Z danych ZUS wynika, iż każdy dodatkowy rok pracy może podnieść przyszłe świadczenie średnio o 8–10 proc. W niektórych przypadkach to kilkaset złotych więcej dożywotnio.
Prosty wniosek, konkretne pieniądze
Aby skorzystać z ulgi, senior musi jedynie nie pobierać emerytury. Osoby, które już złożyły wniosek, mogą go cofnąć, jeżeli nie została jeszcze wydana decyzja. W razie wątpliwości warto skontaktować się z ZUS lub doradcą emerytalnym.

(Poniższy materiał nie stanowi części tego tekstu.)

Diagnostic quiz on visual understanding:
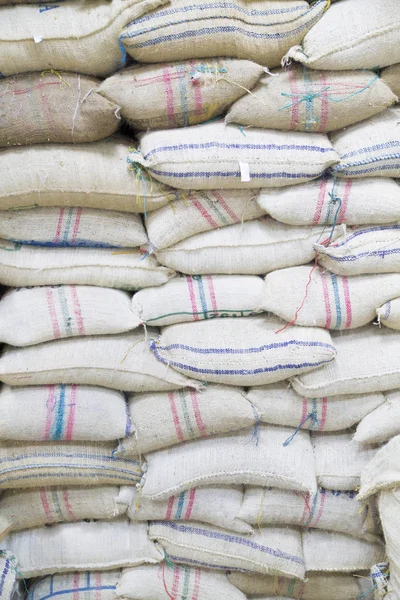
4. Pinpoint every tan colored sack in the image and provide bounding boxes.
[99,58,264,130]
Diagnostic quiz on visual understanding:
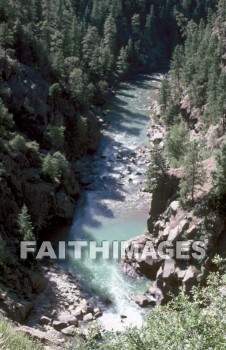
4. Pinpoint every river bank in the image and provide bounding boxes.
[0,75,164,348]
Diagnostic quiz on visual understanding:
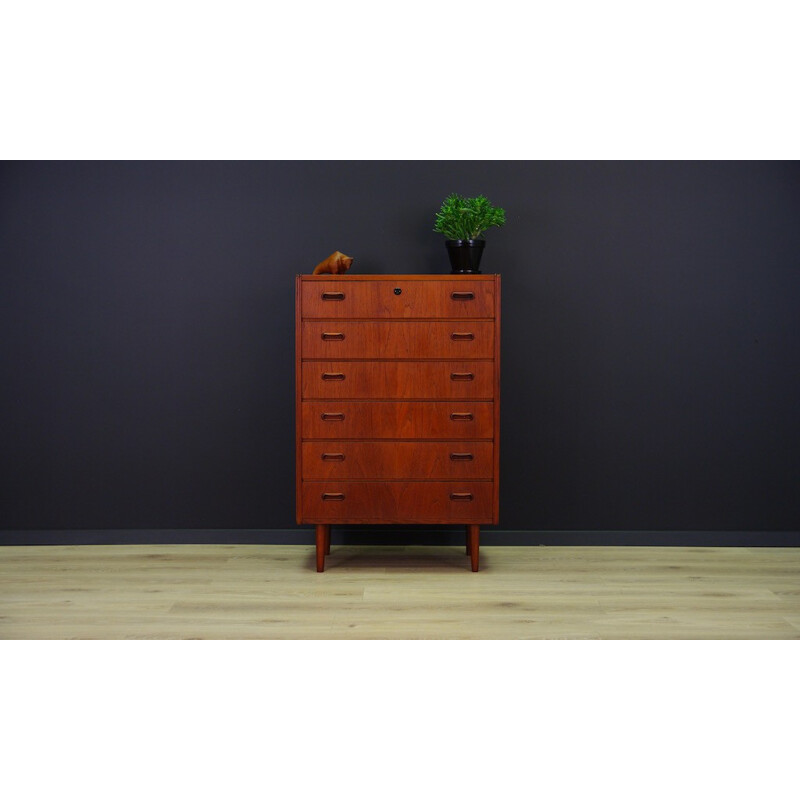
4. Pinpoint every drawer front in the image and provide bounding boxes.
[302,320,494,359]
[302,481,494,525]
[301,400,494,439]
[301,278,494,319]
[302,361,494,400]
[303,440,493,481]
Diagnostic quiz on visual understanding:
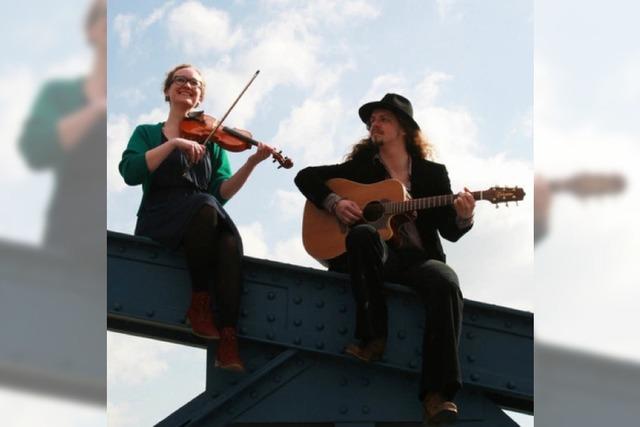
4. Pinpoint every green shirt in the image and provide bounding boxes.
[118,122,231,212]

Nie ma potrzeby specjalnego zgłaszania się do urzędu skarbowego – ulga działa automatycznie i obejmuje pracujących seniorów, którzy nie pobierają żadnych świadczeń z systemu powszechnego, rolniczego ani mundurowego.
Coraz więcej chętnych
ZUS odnotowuje rosnącą liczbę osób, które decydują się na opóźnienie emerytury. W 2023 roku takich przypadków było o 22 proc. więcej niż rok wcześniej. Rosnąca świadomość i konkretne korzyści finansowe sprawiają, iż wielu seniorów nie rezygnuje z aktywności zawodowej.
To zmiana, która może wpłynąć na długofalową kondycję systemu emerytalnego, ale także na codzienne budżety dziesiątek tysięcy gospodarstw domowych. Zamiast odliczać dni do emerytury – niektórzy liczą dodatkowe złotówki w portfelu.